As for Bieniemy, who coordinated the Chiefs to a massive blowout of the Pittsburgh Steelers that saw Patrick Mahomes throw for five touchdowns and over 400 yards, Sunday couldn't have gone much better. The questions with Bieniemy has rarely been his ability to scheme things up, though. We knew he was a good coordinator, and games like Sunday only emphasize that. For the Jaguars to not talk to him this year after doing so last year would suggest they simply weren't impressed by Bieniemy as a candidate. Still, it is odd for the Jaguars to interview a coach like Bill O'Brien -- who doesn't have an impressive offensive background -- but not want to speak to a coach with the background of Bieniemy.

Kellen Moore, Dan Quinn, end the weekend as the biggest losers

The two coaches who in my eyes lost the most momentum this weekend come from the same team. The Dallas Cowboys were widely picked to advance past the San Francisco 49ers and advance into the second round, but the 49ers dominated them in the first-half and were simply the more physical and efficient team on both sides of the ball.

For the Cowboys' offense and coordinator Kellen Moore, it was hard to be impressed by anything Dallas did. Moore's offenses have put up big numbers over the last three years, but Sunday showed all the issues some have with his play-calling. He puts a ton on Dak Prescott's plate and is asking him to work full-field reads to find open wideouts, rarely giving him easy completions to get him into a rhythm or to move the ball with urgency and consistency. Moore was decidedly outcoached by 49ers' defensive coordinator Demeco Ryans on Sunday, and that should concern the Jaguars.
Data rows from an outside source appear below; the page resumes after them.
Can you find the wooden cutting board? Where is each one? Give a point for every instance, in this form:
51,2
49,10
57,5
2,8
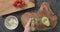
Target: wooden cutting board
6,6
44,10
As for Dan Quinn, Sunday was simply more of the same that we have seen from his brand of defense. While Quinn is a good coordinator whose unit put together a productive year, his scheme has always been picked about by certain plays and certain offensive attacks, primarily the type of offense that Kyle Shanahan calls. This is the same type of defense the Jaguars saw struggle for most of 2013-2020, with only two years of above-average defense in that span. And even when the scheme was at its best, it still was beat fairly easy by the same simple plays -- bootlegs, tosses, quick outs, etc. This was the case for Dallas' defense on Sunday, and it looked far too familiar for the Jaguars' interests.

The importance of finding a coach with quarterback ties becomes even more obvious

The quarterbacks who won playoff games this weekend: Joe Burrow, Josh Allen, Tom Brady, Jimmy Garoppolo, and Patrick Mahomes. Of those teams, all but one (Buffalo) have an offensive-minded head coach. And Buffalo's offensive success has come on the heels of hiring Daboll, who has helped Allen reach new heights in his development.

In short, teams with quarterbacks who were hitting their stride found the most success over the weekend. Zac Taylor has built his scheme around Joe Burrow, Leftwich and Brady are in lockstep, Bieniemy and Andy Reid have been perfect for Mahomes, and Shanahan makes things as easy on Garoppolo as they could possibly be. These are all examples of the influence of quarterback-centric coaches, which is the exact coach the Jaguars should likely hire to get the most out of Trevor Lawrence. Not all good head coaches are ones with quarterback ties, but that is clearly the direction the NFL is heading.